The more complex the printer, the more vulnerable it is. In fact, most modern printers have the same vulnerabilities as any PC, yet few are protected to the same extent.
If your organization handles sensitive data in any way, which it does, you need to pay attention to printer security.
This becomes more complex as your organization grows, when you consider regulation and industry requirements, and specific instances of individuals handling sensitive or valuable data.
However, you can typically ensure general security and privacy on printer networks by taking the following steps.
While it goes without saying that basic print security should be handled, many organizations simply forget or don’t realize it’s necessary. 60% of businesses eventually experience data theft, much of which is through network weaknesses such as printers.
Printer security should be managed on a network and hardware level and should include:
- Regularly updating devices to ensure software is up-to-date and patches are downloaded
- Locking configuration changes to an admin account
- Blocking access requests from the printer to servers and data points
Each of these are important because printers are essentially computers. If software is out of date or a known exploit isn’t patched, your printer could very easily be hacked.
Your printer also won’t be very secure if someone can simply walk over and change security settings manually on the printer.
Finally, printers should almost never make access requests to servers or databases outside of the server queue, so they typically shouldn’t even be able to.
Maintain Print on a Separate Network
Your IT department or managed print services provider should be able to create and set up a separate print server and private network for all print files.
This should involve:
- Separate print servers to handle and maintain print files and backups with print queue logs
- Print networking over wired LAN with wireless LAN access
- Private networking (IPv6 or IPv4) to prevent general internet access
Each of these protocols will mean that your printers and their files cannot be accessed from the internet, that files will not be processed over the same servers or bandwidth as general communication (no general internet), and that everything is handled on private networks.
It also means that printers cant be accessed from general Internet and you’ll need VLAN (Virtual LAN) to remote-access printers.
While this can be a hassle, it essentially protects any printer on the network from outside access, meaning it’s significantly more difficult to hack.
Implement User Access Management and Secure Print
User access management is one of the most important security policies to implement because it allows you to track who is printing what and where.
User access management allows you to create user accounts, assign them priority, assign them print capabilities, and then see everything they print.
Any time a user makes a print request, that request is logged to their account and is tracked.
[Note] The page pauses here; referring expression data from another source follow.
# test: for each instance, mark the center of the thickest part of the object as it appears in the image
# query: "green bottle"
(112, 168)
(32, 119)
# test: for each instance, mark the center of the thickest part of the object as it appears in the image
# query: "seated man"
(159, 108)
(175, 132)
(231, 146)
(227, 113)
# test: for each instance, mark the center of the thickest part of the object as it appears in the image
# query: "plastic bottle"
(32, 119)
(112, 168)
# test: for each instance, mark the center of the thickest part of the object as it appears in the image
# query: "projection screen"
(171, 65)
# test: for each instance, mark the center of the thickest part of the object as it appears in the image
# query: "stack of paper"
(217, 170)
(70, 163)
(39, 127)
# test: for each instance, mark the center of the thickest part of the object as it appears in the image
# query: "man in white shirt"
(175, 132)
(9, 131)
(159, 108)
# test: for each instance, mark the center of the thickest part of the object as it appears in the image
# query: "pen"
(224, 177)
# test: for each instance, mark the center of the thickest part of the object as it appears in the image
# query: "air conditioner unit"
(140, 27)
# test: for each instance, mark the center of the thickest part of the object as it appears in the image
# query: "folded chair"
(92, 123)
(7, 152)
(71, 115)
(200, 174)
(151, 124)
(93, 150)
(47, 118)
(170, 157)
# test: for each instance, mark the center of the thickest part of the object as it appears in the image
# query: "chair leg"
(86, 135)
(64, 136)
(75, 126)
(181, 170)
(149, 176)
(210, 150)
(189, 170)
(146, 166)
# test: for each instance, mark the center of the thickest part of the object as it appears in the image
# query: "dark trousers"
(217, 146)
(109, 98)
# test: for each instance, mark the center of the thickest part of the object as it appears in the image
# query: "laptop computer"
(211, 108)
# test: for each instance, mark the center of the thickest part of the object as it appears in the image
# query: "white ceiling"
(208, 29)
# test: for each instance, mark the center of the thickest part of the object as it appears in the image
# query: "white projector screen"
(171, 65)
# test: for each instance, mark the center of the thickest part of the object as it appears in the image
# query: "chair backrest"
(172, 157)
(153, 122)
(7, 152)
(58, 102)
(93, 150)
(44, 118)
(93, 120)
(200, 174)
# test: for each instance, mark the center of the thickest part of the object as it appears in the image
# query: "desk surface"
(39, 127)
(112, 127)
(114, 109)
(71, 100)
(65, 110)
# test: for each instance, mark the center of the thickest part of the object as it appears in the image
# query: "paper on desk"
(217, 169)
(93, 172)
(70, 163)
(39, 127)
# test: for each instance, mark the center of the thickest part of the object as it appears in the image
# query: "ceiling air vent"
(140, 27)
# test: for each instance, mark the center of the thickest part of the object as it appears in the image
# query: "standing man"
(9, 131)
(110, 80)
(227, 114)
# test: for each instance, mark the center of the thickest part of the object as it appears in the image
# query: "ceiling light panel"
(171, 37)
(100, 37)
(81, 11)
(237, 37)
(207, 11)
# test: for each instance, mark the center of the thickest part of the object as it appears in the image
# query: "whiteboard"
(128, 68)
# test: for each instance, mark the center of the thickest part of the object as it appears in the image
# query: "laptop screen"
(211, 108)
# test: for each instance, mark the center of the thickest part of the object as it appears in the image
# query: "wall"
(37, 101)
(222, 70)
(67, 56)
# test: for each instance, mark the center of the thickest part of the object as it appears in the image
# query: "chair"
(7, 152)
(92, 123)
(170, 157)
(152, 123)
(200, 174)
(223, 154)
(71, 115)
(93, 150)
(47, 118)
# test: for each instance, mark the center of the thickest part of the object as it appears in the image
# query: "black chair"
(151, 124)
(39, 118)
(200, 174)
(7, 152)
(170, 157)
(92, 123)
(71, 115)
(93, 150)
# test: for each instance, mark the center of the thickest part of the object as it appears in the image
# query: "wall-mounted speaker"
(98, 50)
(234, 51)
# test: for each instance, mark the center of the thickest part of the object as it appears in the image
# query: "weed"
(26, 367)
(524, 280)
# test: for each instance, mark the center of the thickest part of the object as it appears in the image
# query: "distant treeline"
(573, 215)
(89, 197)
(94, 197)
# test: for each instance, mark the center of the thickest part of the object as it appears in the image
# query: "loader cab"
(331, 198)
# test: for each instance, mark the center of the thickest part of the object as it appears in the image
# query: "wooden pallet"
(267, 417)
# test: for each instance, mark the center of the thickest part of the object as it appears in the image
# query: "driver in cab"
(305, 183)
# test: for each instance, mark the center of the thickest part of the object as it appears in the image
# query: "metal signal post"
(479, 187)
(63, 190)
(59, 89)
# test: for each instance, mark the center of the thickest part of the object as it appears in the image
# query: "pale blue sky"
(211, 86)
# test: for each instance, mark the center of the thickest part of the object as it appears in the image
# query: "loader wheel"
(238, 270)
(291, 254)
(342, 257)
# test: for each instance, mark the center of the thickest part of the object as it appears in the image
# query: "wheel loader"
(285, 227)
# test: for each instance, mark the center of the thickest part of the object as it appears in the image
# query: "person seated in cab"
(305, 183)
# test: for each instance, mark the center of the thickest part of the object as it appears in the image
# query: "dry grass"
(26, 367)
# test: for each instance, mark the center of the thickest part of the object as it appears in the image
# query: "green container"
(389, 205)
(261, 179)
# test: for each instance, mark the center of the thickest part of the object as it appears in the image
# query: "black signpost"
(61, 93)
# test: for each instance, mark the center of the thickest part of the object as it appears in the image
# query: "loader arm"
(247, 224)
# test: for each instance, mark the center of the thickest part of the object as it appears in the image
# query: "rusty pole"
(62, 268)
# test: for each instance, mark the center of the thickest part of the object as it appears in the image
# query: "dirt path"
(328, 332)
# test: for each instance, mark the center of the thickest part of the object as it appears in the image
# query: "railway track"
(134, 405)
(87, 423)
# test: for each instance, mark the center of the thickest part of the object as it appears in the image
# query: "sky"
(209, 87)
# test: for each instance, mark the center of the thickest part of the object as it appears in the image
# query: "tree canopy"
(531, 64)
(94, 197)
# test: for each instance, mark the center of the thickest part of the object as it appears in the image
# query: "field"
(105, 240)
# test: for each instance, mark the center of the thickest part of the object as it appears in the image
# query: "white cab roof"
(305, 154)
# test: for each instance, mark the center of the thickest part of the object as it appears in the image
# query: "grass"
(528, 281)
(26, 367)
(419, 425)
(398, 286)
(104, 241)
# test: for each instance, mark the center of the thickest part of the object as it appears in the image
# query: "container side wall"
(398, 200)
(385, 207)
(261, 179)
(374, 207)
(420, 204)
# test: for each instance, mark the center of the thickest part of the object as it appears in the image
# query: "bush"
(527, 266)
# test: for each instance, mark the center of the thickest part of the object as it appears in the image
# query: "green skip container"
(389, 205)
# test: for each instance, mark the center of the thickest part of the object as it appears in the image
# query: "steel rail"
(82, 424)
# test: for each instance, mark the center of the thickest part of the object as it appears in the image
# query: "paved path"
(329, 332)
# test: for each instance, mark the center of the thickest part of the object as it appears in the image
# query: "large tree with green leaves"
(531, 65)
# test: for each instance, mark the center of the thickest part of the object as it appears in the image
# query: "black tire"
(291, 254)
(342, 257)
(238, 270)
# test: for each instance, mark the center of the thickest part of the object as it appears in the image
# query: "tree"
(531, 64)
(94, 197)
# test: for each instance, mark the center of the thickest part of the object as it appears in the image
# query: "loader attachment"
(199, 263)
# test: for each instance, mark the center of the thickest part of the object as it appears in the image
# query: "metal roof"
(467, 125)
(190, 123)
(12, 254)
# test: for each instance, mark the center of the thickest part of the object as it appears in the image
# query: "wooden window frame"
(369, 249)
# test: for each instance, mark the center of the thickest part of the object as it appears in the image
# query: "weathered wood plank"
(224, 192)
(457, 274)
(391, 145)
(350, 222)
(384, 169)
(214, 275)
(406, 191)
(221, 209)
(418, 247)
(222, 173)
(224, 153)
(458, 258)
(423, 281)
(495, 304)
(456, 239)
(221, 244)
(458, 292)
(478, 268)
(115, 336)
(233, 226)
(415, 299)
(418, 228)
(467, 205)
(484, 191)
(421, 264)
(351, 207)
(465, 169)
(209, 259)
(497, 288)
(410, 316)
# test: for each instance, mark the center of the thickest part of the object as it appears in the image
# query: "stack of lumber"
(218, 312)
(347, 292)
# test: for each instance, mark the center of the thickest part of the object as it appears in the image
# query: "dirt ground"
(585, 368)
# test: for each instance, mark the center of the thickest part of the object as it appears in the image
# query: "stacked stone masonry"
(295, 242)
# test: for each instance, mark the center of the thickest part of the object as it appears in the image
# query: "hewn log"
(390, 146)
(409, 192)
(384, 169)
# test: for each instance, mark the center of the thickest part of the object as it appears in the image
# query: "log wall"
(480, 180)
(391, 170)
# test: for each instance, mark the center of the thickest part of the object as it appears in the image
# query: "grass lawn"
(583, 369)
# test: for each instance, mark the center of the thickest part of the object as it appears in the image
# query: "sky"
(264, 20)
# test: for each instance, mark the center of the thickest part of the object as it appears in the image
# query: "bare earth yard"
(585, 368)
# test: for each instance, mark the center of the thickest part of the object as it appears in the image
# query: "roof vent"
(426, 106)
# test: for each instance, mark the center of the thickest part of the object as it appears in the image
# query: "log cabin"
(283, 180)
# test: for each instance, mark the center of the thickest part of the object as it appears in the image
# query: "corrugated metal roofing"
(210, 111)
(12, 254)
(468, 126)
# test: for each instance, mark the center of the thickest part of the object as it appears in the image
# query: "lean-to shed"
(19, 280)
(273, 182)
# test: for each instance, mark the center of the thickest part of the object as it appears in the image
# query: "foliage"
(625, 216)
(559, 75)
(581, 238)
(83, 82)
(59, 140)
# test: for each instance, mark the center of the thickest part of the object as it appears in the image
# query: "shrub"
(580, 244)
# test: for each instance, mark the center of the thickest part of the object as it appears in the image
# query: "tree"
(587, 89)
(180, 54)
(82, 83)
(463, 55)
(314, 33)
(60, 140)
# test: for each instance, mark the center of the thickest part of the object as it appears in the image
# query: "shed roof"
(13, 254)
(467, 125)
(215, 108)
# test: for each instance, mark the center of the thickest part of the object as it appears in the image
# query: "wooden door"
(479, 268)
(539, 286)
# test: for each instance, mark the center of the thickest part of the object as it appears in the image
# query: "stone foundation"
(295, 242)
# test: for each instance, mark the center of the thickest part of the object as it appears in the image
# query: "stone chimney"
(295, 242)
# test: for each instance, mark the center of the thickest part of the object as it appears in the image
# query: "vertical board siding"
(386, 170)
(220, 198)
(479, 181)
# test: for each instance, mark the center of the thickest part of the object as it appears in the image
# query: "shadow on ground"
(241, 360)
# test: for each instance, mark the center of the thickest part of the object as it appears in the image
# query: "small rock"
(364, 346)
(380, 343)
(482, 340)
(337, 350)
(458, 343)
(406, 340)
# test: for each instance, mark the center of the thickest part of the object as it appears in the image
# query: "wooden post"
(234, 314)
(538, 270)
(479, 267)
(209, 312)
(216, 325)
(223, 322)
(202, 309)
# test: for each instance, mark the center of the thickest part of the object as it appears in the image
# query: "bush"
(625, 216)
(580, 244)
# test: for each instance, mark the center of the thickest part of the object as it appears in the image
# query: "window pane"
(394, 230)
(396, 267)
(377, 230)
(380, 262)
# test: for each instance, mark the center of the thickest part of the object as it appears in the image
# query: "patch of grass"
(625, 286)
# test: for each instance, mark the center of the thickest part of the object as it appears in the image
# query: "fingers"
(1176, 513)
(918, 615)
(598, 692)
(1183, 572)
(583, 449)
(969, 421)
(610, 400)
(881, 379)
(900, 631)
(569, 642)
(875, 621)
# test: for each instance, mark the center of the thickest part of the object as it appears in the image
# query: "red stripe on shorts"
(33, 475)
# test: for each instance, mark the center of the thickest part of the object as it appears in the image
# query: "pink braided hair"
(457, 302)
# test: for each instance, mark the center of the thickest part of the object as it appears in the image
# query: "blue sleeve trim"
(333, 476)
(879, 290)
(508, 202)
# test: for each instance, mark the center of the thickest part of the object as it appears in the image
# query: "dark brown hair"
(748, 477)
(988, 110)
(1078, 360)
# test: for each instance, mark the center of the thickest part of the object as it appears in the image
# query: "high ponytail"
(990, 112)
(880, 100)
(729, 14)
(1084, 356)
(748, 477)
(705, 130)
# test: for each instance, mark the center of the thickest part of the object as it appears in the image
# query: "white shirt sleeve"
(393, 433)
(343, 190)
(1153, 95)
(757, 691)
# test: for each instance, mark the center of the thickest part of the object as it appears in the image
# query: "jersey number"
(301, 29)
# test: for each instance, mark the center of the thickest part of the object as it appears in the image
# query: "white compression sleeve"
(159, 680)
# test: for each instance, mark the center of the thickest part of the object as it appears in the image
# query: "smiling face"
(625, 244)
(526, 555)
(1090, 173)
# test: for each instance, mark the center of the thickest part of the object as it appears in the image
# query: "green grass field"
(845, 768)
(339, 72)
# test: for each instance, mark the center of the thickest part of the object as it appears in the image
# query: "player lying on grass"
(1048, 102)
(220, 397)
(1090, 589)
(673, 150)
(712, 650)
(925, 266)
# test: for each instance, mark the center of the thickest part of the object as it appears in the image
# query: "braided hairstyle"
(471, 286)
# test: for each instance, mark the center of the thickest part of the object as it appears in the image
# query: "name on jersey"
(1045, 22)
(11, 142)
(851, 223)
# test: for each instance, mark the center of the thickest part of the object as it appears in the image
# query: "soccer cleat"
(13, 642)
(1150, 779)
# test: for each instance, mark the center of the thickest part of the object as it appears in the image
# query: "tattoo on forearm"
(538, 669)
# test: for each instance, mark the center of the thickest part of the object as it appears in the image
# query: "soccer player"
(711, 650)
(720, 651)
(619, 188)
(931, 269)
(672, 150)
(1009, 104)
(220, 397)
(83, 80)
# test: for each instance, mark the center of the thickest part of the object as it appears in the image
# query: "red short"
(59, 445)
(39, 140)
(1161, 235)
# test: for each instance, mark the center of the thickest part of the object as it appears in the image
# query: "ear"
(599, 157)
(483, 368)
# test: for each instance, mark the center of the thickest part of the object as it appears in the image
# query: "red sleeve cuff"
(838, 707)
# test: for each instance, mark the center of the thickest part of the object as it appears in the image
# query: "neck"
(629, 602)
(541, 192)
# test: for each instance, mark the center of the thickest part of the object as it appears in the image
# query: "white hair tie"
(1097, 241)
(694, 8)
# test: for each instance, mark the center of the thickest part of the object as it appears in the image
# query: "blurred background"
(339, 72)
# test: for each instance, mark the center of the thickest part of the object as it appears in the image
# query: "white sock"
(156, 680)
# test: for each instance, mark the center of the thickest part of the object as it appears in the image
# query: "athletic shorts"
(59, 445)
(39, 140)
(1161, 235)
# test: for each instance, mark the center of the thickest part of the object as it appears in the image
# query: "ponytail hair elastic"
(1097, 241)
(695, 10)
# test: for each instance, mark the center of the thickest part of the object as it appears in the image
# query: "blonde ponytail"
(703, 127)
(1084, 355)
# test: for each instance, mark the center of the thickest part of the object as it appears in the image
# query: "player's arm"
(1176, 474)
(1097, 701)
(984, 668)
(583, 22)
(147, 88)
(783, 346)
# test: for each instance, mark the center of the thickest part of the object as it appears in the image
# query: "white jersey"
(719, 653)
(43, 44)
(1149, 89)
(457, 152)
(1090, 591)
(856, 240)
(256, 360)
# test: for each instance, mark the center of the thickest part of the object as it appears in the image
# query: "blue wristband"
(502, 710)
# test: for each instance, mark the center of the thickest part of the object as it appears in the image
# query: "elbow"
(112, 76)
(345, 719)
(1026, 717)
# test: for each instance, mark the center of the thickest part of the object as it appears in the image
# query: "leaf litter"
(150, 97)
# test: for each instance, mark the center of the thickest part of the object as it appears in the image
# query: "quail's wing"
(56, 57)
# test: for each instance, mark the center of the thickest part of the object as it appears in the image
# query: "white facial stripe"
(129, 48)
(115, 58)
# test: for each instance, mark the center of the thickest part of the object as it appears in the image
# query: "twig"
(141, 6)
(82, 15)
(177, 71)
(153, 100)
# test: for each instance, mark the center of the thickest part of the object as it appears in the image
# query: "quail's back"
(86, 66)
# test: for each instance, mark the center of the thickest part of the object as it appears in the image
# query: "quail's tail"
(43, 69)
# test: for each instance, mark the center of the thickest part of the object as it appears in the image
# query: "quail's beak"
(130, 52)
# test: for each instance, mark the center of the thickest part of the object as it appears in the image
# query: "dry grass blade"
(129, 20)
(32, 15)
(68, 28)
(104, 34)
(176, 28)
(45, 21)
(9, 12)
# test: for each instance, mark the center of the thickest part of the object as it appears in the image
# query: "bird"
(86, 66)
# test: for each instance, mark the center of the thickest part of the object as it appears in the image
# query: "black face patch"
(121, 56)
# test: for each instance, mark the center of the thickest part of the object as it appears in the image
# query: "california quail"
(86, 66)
You can see what people are printing, when they print files they aren’t supposed to, and when someone tries to access files they printed.
User access management also allows you to assign limited accounts to guests and freelancers or external people, so they can access printers but not sensitive data or information.
Secure Print is a hardware security solution that may be useful if you need a very secure network. Here, individuals on a user access management system are given a user account with a badge or a pin.
Once they make a print request, they have to go to the printer, input their pin or badge, and then choose what to print from the queue. This policy works to reduce instances of forgotten print-files, improves security, and reduces the risk of anyone accessing whatever is in a general print queue and simply printing it out.
Maintain Empty-Tray Policies
Empty tray policies mandate that anything printed must be immediately collected and taken back to a desk or kept on an individual’s person. This policy reduces instances of stolen or lost sensitive data, reduces paper waste, and helps to maintain data security.
Encrypt Administrator Access
Any administrator account on your network should be encrypted and secured to prevent unauthorized access or tampering. This entails reconfiguring the online administrator panel to a secure network, encrypting it, and using strong passwords.
Choose a Secure Printer
In some cases, you might have a printer that is difficult or impossible to secure properly. For example, if your printer offers printing from a USB outlet, does not allow disabling external access, or allows guest-log-on or doesn’t require a password. If your printer isn’t secure, you should replace it.
While most employees will mean very well, people are often the weakest link in any security.
It’s important to offer training to any employees working with printers, but especially to those working with sensitive data. This should include information on file usage, sharing, how to use printers safely, what types of devices they can use with printers, how to access printers without putting them at risk, and what to do with sensitive information they may have printed.
This is especially true in instances where BYOD policies are in place, people may want to print from USB drives, or very sensitive data is being printed.
Most organizations don’t have the resources or the dedicated print-team to manage and maintain security across print devices. This becomes more true as requirements increase.
Many organizations source printer and network security through their managed print services provider, where security, hardware updates, and network management are typically included as part of the same package as base hardware and supplies.
This can help you to maintain data security standards or compliance without investing in a large specialist team or without allocating a large portion of IT to managing print.